One of the topics most likely to get an argument going is global warming. Whether you want to blame the issue on political agenda, seasonal or cyclic fluctuation, a conspiracy, mere attempts to gain funding, apocalyptic hysterics, or whatever, with the accumulated evidence built over time, we have to appear insane to deny facts that are as obvious as the sun rising in the east. To find answers to the global warming issue, we need only go to the polar caps. The polar regions are to the earth what physical vital signs are to us and our overall health. For the truth, rather than rely on groups that visit the polar regions for a couple months and leave, or politicians who can gather information and statistics that can be selectively slanted to prove any given point of view, we need to seek out those that have observed polar trends in weather and nature for decades. They are the ones in the position to give the best unbiased report on conditions, trends, and apparent consequences. While scientists and politicians will still argue over the ultimate long-term consequences of global warming, like the sun rising in the east, the obvious facts should be---well, obvious.
In their Oct.,2010, issue, Cruising World printed an article by one of their favorite cruising and writing teams, Deborah Shapiro and Rolf Bjelke, of the 40-foot ketch Northern Light. The article, “Home, Sweet Home,” was about their return to a peninsula on Antarctica that had been home for an entire winter a decade before. Their observations on the changes that have occurred there, which are on-going, are clear, indisputable, and scary, and their words need to reach as wide an audience as possible. When I wrote Cruising World for permission to reprint just the last couple columns of the article, I made the point that I felt paddlers are probably even more closely tied to nature than sailors, and that you too would be interesting in this report. Cruising World sent my inquiry directly to Shapiro and Bjelke, who graciously consented to the reprint.
Rolf Bjelke
Deborah Shapiro
“On a windy, snowy, low-visibility day, we finally reach Hovgaard Island. Standing on a hill next to our winter-over anchorage, I turn 360-degrees to reacquaint myself with the magnificent alpine scenery. As the exhilaration of arrival wears off, it dawns on us how dramatically the landscape has changed. There’s a lot less snow and ice than when we left in 1992. And the snow line is much higher. “Look, Rolf,” I say pointing across the bare rocks. “That pool over there stayed frozen when we were here. And the area around it was always snow covered. We skied here year-round!”

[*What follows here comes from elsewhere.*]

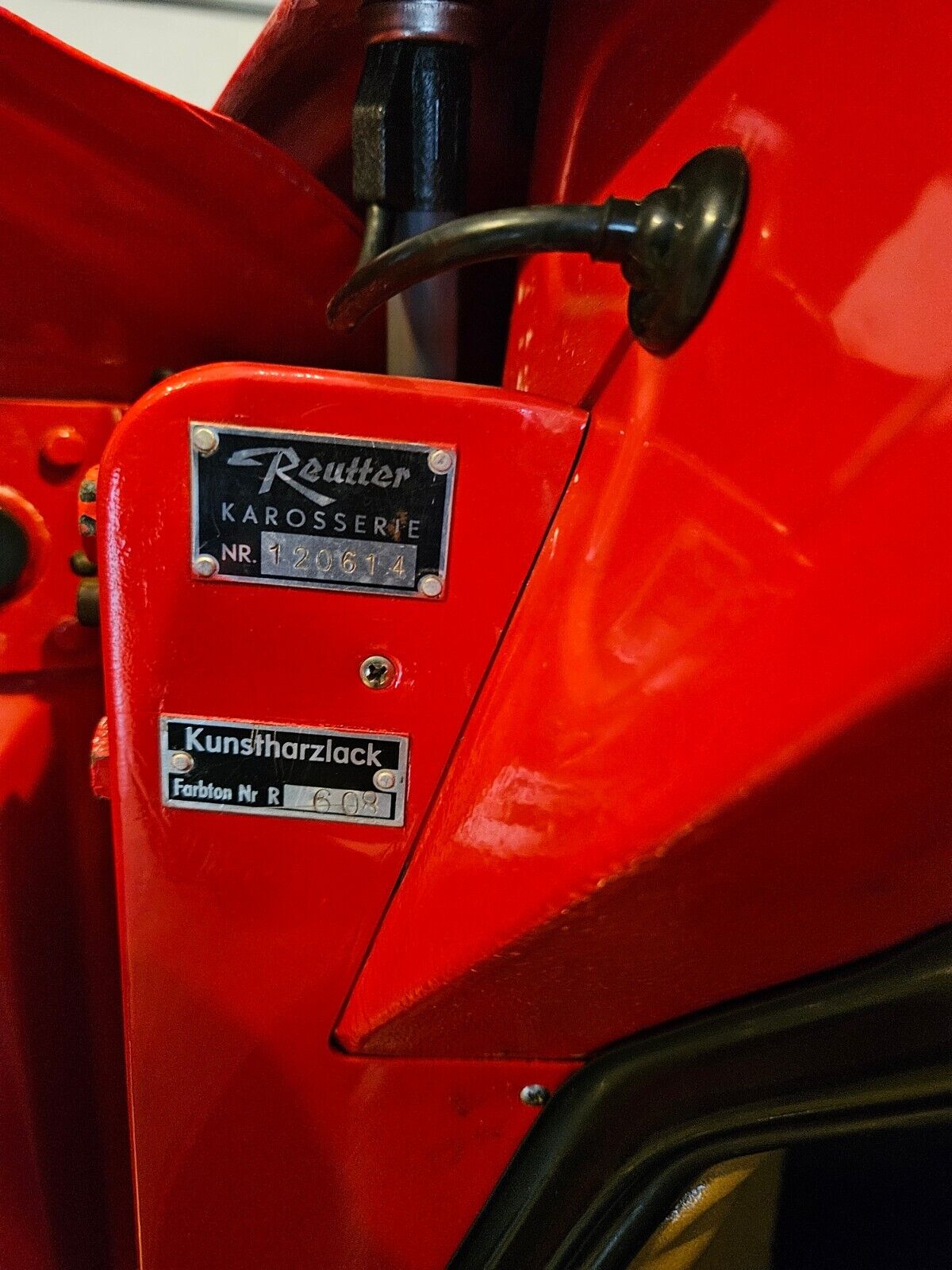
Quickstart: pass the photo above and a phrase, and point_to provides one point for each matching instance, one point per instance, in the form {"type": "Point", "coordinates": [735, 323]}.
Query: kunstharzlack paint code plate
{"type": "Point", "coordinates": [263, 768]}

“Rolf doesn’t answer me right away. He closes his eyes and shakes his head slowly in disbelief. Then he remarks softly, “Remember what an issue drinking water was for us? Well, no one needs to melt snow or ice any more?” I touch his arm, and we both turn our gaze to the melt water running in rivulets and streams down the rocks.”
“Neighboring Pleneau Island is also remarkably different. Its south side used to slant toward sea level, and the slant provided ice caves to examine and ice walls to climb. That face is now vertical. Our playground has evaporated, as have the snowcaps on the small adjacent islets. Two ice tongues that slanted away from the top and had provided ski access are now gone. These changes represent the loss of millions of cubic yards of snow.”
“After scouting around the island group, we realize that both animal and bird life have changed substantially. The gentoo-penguin population” (preferring ice-free areas and nesting on bare stone, grass or moss-covered areas) “has exploded. The rookery that covered a corner of the island now rings 50 percent of the coast. And due to less snow cover, gentoos now nest on rocky areas and at higher altitudes than before. In contrast, the cormorant colony has dwindled, and although the few remaining adult birds look healthy, their nests are of remarkably poor quality, compared with those we saw last time. And their chicks are in poor shape. No surprise, they beg and beg for food, yet remain unfed. And the biggest surprise: There’s moss growing on the islands’ northern slopes! It hits us that the Antarctic Peninsula has started to resemble the South Shetlands of 15 years ago.”
“Back then, when we wintered at Hovgaard, we sent observations to various scientists working at Palmer Station. When we now send an email to ecologist Bill Fraser describing the changes in bird populations, he replied that our observations parallel theirs and that, indeed the recent changes in the state of the peninsula are staggering. He sums them up: glaciers retreating, ice shelves disappearing, air and water temperatures up, krill biomass” (the foundation of the food chain) “down, Adelie penguin populations collapsing, cormorant and chin-strap penguin populations down, but gentoo penguin numbers increasing---up to 6,000 percent near Palmer Station. The conclusion? The entire ecosystem along the Antarctic Peninsula is being transformed---from a polar to a subpolar one.”